彼女の背中には、背負子が取り付けられており、その上には、一抱えもある蟲の巨体が、これでもかと積み上げられていた。
そう、彼らは猟師。
それも、巨大な蟲を専門に扱う、巨蟲猟師だったのである。
「おかえりなさいクローディン」
「ああ、ただいま、ドリン」
ヴィーチェもろとも広場に座り込み、足の疲れを揉みほぐしていると、そんな声が頭上で飛び交った。

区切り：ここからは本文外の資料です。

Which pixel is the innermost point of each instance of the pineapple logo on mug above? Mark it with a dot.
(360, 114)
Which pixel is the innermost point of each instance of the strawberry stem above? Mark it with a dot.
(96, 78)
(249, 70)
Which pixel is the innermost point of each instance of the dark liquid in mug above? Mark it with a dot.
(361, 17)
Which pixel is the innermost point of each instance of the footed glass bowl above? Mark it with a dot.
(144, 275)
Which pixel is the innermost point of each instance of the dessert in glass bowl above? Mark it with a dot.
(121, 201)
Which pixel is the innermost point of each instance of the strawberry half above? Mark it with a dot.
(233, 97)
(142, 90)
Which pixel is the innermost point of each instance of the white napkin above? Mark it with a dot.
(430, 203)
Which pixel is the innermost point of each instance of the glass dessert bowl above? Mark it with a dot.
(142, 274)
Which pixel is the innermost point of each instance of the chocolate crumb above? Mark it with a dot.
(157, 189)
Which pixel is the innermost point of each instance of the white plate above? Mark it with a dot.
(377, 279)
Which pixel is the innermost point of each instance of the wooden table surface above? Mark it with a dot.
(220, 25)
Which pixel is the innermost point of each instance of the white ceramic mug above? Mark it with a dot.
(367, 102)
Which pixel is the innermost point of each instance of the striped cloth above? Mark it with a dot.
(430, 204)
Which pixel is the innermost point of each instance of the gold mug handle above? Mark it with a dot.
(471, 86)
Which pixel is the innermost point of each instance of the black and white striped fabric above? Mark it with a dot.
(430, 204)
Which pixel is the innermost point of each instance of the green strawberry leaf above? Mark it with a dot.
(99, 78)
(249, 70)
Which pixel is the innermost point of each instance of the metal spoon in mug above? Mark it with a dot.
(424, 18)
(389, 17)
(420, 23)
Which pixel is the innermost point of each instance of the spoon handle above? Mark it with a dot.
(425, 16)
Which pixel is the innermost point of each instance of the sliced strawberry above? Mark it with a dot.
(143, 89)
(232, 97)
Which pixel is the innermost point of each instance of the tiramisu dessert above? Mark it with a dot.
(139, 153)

猟師を率いていた青年──クローディンを、亜麻色の髪の少女が出迎えたのだ。
どことなく彼と似た顔つきをしているように見える。
……彼らも、クローンなのだろうか?
「クローン? いえ、ボクとドリンは兄妹ですよ。ひいじいちゃんぐらいの世代までは、クローンを使ってたひともいたそうですが」
「クローディン、このお嬢さんと……あっちのおっかない顔をした巨大なひとは、どなた?」
「ああ、説明が遅れたね。彼女たちはキリクちゃんとヴィーチェさん。テイオウシロアリの産卵地の近くで、兵隊アリに襲われていたところを助けたんだ。なにか温かいものを用意してあげてくれないかな? ふたりともすっごく疲れてるみたいで」
「まあ!」
それはたいへんと、ドリンと呼ばれた少女は目を丸くして、大きく開いた口に手を当てる。
……うむ。慎みが深い。撫子味が深い。
「なによ? なんであたしを見るのよ?」
汗まみれで、豚のように荒く肩で息をついている自称魔女。
私はなんでもないとを首を振り、村の人々へ挨拶をする。
「いま紹介にあずかった。私はキリク。故あって旅をしている。ご迷惑でないのなら、一宿一飯にあやかりたい。お願いできないだろうか、ドリン嬢?」
「まあ、まあ! こんなに小さいのにしっかり挨拶ができるなんて……ヴィーチェさん、聡明なお子さんですね?」
……もうこの際、私は露骨に幼女扱いされていることは不問としよう。
第一、この見た目で抗弁できるわけがないのだ。
それよりも重要なのは──と、私は視線を左下に向ける。
功子の残量を告げるゲージは過半数を切っており、数値は三十八を示している。
応急的に回復したものの、珪素騎士との戦闘を考えると、非常に心許ない。
最下層を目指す以上、珪素騎士とは必然的にまた戦うことになるだろう。
可能なら、ここで補給をしたい。
そういった事情を黙した上で、彼らの温情にすがるのは軍人として不義なことだ。
けれど、切実に私たちが助けを必要としているのも、また事実。
熱心にドリン嬢を見上げていると、彼女は慈母にも似た微笑みを浮かべてくれた。
「そんなに不安げな顔をしないでくださいね、キリクちゃん? 大丈夫ですよ、今日は大猟のようですし、すぐにお部屋と食事を用意しますね! さあさ、こちらへ!」
かくして、私たちは彼らの村。
巨蟲猟師の村に、滞在することになったのである。